Purpose: To build another .docx-file with Interop contained those tables filled with gradient color based on colors in its corners.
Where problem appears: I need to transform colors in tables corners from WdColor to System.Drawing.Color to calculate gradient. So I work with cell's Shading.BackgroundPatternColor property. And I found that sometimes it contains correct BGR 24-bit value and sometimes it doesn't.
The second case appears only when cell has one of the theme palette colors (standard and rgb-palette colors works well, but theme palette colors lead to problem). For example, when I set 0x00F2F2F2 (the lightest gray) color then it stores in document.xml inside .docx-file archive correctly but Shading.BackgroundPatternColor property is set to 0xDC00F2FF. So ColorTranslator.FromOle returns different color.
Btw, there's no WdColor for this gray in enum. The lighest gray wdColorGray05 = 0xF3F3F3 due to .Net Reflector. It means that not all palette default colors correspond to enum colors.
Also if I set manually the same color in RGB-palette in Word (ie. 242, 242, 242), save file and open again by Interop - color will be set properly as 0x00F2F2F2!
Question: Anybody had that problem? How to properly retrieve RGB color from Shading.BackgroundPatternColor property? Why this property doesn't correspond to value stored in document.xml?

回答1:

It's second time I have problems with retrieving RGB-colors from office documents. First time it was Excel 2007 .xlsx file format, now it's Word 2010 .docx (still 2007 format though). So after a little search I decided to answer my own question for all those fellows who will have the same trouble.

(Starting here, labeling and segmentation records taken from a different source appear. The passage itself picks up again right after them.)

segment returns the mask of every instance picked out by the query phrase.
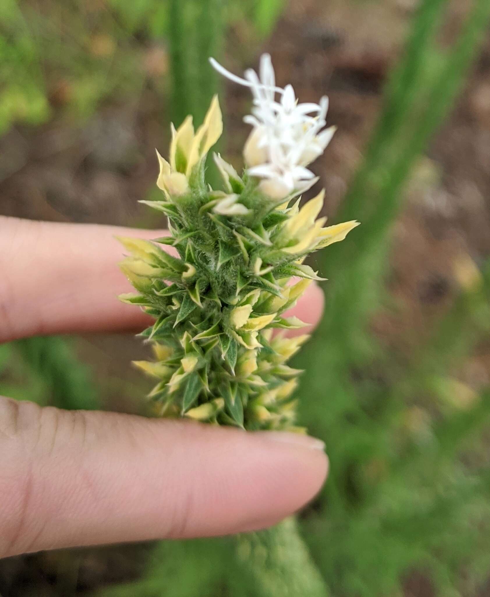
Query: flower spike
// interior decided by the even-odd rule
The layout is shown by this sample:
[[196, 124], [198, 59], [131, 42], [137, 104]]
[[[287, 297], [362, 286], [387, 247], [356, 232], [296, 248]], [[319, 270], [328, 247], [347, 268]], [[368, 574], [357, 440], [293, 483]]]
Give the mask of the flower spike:
[[215, 155], [222, 188], [207, 183], [204, 161], [223, 130], [217, 97], [197, 130], [190, 116], [172, 126], [168, 161], [157, 152], [163, 196], [142, 202], [165, 214], [170, 236], [119, 239], [121, 269], [138, 291], [120, 300], [155, 319], [141, 334], [154, 359], [134, 365], [156, 378], [148, 399], [162, 416], [297, 431], [301, 372], [286, 364], [308, 336], [286, 337], [305, 325], [287, 312], [324, 279], [303, 263], [308, 253], [358, 223], [324, 227], [324, 191], [291, 202], [318, 181], [308, 166], [335, 130], [325, 128], [328, 99], [300, 103], [291, 85], [278, 87], [268, 54], [243, 79], [212, 64], [252, 93], [246, 169]]

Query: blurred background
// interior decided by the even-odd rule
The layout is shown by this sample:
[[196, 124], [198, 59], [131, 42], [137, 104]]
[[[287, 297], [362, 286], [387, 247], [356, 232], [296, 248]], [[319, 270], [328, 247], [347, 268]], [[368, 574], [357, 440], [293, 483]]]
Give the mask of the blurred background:
[[[300, 528], [333, 597], [490, 595], [489, 17], [488, 0], [0, 2], [2, 215], [164, 225], [137, 203], [159, 196], [154, 148], [218, 90], [241, 164], [249, 94], [209, 56], [241, 73], [269, 51], [301, 101], [330, 96], [325, 215], [362, 226], [314, 256], [327, 309], [294, 365], [331, 462]], [[0, 394], [142, 412], [142, 350], [4, 345]], [[0, 595], [272, 597], [227, 540], [10, 558]]]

For more deep explanation and examples I send you to the article which helped me a lot . Since examples used in this article probably will be harder to read for C# developers since they're written on VBA I attached link to my implementation of rgb color retriever.

So. If you open one of the Office program (particularly Excel or Word) you can set color of the most objects, text, background etc. And there's a dialog showed to select it. In Office 2007 or higher you'll see a set of 10 standard colors and set of 60 colors based on theme. If you click on 'More colors..' you'll be able to select color from predetermined color set or from RGB-palette.

The way you've chosen a color from that dialog determines format for storing the color. The property which stores color value is a 32-bit integer where 1st the most significant byte (let's call it FormatByte) is for format specification and the other 24-bit for color value or anything else (let's call these 24-bits ColorValue). Here're possible format specifications:

  • FormatByte == 0x00
    ColorValue is common BGR-value. In C# you can retrieve RGB by ColorTranslator.FromOle(ColorValue);. This format is used when you've selected standard colors, or one of the colors from 'More colors..' dialog (predetermined or palette).

  • FormatByte == 0xFF
    ColorValue will be 0x000000. It's wdColorAutomatic value. It's a contrast color and that's all what I know about it (in my case It always was white for background and black for font). Haven't researched it more.

  • FormatByte == 0x80
    ColorValue will be in range [0x000000, 0x000018]. These colors you can meet in ActiveX controls in a document. It's a system KnownColors (there's a c# superset - System.Drawing.KnownColor which contains that values). If I understood right you can retrieve RGB also by ColorTranslator.FromOle(_color);, where _color is all 32-bit property value, because due to reflected implementation of ColorTranslator.FromOle() it checks if color is from KnownColor enum. But I've never been faced with that values while parsing Office files to approve.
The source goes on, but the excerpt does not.